Abstract

RAG endonuclease initiates IgH V(D)J recombination in pro-B cells by binding a JH-recombination signal sequence (RSS) within a recombination center (RC) and then linearly scanning upstream chromatin, presented by cohesin-mediated loop extrusion, for convergent D-RSSs1,2. Utilization of convergently-oriented RSSs and cryptic RSSs is intrinsic to long-range RAG scanning3. RAG scanning from the DJH-RC-RSS to upstream convergent VH-RSSs is impeded by D-proximal CTCF-binding elements (CBEs)2–5. Primary pro-B cells undergo a mechanistically-undefined VH locus contraction proposed to provide distal VHs access to the DJH-RC6–9. Here, we report that a 2.4 mega-base VH locus inversion in primary pro-B cells abrogates rearrangement of both VH-RSSs and normally convergent cryptic RSSs, even though locus contraction still occurs.

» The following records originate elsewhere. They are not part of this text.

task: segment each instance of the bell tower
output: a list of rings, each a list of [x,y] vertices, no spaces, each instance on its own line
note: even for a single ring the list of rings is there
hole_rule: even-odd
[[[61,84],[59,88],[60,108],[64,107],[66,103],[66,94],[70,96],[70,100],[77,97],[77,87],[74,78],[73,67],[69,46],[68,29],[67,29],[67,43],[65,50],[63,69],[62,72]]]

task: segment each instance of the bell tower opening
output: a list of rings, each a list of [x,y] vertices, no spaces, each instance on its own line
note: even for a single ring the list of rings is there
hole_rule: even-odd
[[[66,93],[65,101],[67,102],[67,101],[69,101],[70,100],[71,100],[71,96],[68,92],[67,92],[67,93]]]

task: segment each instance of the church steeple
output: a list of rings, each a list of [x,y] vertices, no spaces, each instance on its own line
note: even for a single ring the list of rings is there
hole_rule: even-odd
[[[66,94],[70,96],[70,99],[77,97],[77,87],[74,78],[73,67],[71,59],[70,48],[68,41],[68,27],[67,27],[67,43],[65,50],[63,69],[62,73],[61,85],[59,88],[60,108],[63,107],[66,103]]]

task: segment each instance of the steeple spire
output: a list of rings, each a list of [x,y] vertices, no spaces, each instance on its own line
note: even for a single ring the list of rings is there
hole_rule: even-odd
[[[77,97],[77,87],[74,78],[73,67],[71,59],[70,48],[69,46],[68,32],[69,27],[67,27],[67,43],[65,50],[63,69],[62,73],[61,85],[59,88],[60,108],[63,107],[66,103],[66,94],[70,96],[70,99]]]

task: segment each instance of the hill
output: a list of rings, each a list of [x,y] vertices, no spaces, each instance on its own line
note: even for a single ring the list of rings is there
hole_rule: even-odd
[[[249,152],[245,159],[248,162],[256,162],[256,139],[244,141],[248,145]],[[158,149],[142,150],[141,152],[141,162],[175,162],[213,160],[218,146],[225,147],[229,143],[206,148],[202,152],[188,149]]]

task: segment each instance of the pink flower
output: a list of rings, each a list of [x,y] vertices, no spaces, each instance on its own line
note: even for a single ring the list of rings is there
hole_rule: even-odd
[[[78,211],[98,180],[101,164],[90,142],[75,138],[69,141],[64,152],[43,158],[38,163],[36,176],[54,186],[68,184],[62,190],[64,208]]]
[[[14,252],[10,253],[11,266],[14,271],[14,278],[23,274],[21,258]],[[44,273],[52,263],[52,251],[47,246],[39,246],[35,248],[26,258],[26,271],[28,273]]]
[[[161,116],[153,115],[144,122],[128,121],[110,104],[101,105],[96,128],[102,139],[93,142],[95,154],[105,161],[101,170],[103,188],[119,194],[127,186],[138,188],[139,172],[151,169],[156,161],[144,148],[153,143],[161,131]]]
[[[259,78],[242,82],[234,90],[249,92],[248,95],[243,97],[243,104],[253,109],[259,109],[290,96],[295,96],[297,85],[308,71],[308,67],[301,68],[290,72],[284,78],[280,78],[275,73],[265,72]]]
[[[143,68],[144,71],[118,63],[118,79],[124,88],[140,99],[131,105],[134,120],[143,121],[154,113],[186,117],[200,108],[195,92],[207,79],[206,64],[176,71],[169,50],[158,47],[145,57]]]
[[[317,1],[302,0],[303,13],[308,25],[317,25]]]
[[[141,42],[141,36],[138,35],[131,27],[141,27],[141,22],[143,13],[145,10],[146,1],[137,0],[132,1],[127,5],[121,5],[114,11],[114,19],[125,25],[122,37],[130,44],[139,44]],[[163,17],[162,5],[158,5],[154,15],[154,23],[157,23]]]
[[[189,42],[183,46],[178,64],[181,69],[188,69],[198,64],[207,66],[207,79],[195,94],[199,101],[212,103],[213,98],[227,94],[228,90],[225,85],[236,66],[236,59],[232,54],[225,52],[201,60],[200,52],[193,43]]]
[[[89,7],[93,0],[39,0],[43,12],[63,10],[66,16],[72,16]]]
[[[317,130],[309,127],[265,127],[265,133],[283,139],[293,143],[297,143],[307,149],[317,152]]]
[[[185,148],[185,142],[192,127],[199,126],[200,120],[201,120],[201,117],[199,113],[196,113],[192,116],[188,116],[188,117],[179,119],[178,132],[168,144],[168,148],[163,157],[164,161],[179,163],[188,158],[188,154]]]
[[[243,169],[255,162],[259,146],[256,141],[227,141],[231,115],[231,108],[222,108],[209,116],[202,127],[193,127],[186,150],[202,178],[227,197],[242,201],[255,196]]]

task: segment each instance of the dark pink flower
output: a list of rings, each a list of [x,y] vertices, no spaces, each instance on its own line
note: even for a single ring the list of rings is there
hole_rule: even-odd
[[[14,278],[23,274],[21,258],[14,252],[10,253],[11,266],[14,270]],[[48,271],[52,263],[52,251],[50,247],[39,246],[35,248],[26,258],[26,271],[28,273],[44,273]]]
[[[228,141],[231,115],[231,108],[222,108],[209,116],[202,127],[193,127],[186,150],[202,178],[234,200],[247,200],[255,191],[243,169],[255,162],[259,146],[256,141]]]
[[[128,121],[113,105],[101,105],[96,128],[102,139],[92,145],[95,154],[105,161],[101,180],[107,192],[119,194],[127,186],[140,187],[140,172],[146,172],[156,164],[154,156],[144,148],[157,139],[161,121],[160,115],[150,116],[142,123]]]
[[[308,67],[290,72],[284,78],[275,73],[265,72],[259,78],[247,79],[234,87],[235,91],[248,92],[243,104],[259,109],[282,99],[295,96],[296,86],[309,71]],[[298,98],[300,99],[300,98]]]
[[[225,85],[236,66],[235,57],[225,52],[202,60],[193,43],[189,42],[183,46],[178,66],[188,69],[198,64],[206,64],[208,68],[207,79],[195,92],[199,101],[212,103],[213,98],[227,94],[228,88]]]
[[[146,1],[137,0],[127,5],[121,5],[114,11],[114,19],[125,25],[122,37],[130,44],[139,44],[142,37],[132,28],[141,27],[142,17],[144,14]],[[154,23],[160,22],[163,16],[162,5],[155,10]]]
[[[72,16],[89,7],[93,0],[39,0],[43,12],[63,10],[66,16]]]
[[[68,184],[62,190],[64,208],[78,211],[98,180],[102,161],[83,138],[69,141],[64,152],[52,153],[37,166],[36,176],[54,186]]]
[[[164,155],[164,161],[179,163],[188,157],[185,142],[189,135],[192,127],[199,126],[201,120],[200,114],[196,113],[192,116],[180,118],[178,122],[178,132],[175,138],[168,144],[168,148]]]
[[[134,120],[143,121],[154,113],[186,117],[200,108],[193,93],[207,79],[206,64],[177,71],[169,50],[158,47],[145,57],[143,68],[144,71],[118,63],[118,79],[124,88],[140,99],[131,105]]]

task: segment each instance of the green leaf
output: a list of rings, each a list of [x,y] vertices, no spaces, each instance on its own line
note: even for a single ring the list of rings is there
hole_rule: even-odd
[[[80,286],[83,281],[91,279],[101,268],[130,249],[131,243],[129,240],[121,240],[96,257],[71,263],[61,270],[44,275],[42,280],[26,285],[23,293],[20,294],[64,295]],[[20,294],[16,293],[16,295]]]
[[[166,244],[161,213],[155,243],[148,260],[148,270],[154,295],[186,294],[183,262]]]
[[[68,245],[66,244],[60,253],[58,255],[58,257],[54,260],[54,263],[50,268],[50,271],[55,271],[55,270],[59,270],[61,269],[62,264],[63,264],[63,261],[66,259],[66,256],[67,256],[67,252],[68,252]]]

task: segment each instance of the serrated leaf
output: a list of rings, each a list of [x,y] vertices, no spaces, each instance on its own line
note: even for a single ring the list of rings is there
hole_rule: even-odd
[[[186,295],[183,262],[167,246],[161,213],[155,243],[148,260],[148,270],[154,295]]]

In addition, this inversion activated both utilization of cryptic VH-locus RSSs normally in opposite orientation and RAG scanning beyond the VH locus through multiple convergent-CBE domains to the telomere. Together, these findings imply that broad deregulation of CBE impediments in primary pro-B cells promotes loop extrusion-mediated RAG VH locus-scanning. We further found that expression of Wapl10, a cohesin-unloading factor, is low in primary pro-B cells versus v-Abl-transformed pro-B lines that lack contraction and RAG-scanning of the VH locus. Correspondingly, Wapl depletion in v-Abl-tranformed lines activated both processes, further implicating loop extrusion in the locus contraction mechanism.